Cette tendance au « tout à l’égo » semble le plus prononcée dans les syndicats dont l’effectif est homogène et l’identité professionnelle forte, où il est incidemment plus aisé d’encourager un sentiment de fierté professionnelle.

Grossir ses traits jusqu’à la caricature

La troisième façon dont les médias sociaux peuvent déformer l’image en ligne des syndicats est en exagérant certains de leurs caractéristiques ou traits identitaires au point de les rendre grotesques ou caricaturales.

Ce type de distorsion découle notamment du sentiment d’obligation perçu par certains syndicats d’alimenter régulièrement leurs comptes de média sociaux. À cet égard, soulignons que tous les syndicats de notre étude publient entre cinq et sept messages par semaine sur leurs pages Facebook.
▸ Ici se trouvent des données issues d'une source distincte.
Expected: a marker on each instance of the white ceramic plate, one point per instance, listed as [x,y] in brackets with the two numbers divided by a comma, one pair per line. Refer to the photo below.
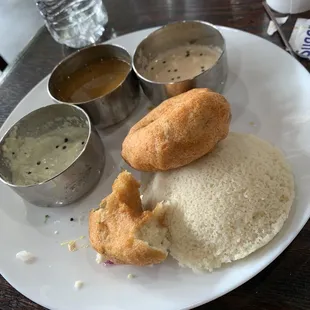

Cependant, tous les syndicats ne disposent pas de contenu nouveau ou attrayant à partager sur une base aussi régulière. Pour satisfaire à la boulimie des médias sociaux, certains syndicats se rabattent sur le partage en ligne d’activités aussi routinières que des réunions, formations ou assemblées syndicales. Répétées à l’envi, ces scènes banales de la vie syndicale finissent par grossir exagérément les caractéristiques bureaucratiques de ces organisations.

C’est donc sans surprise que les syndicats ayant une culture bureaucratique prononcée sont les plus susceptibles de s’autocaricaturer en ligne.

Noyés dans l’actualité

L’effet d’effacement est la dernière distorsion que les médias sociaux peuvent faire subir aux images numériques des syndicats. Un phénomène identique se produit lorsque les gestionnaires de médias sociaux abreuvent les comptes des syndicats de flots d’articles de presse et de republications, plutôt que de partager du contenu directement lié au syndicat.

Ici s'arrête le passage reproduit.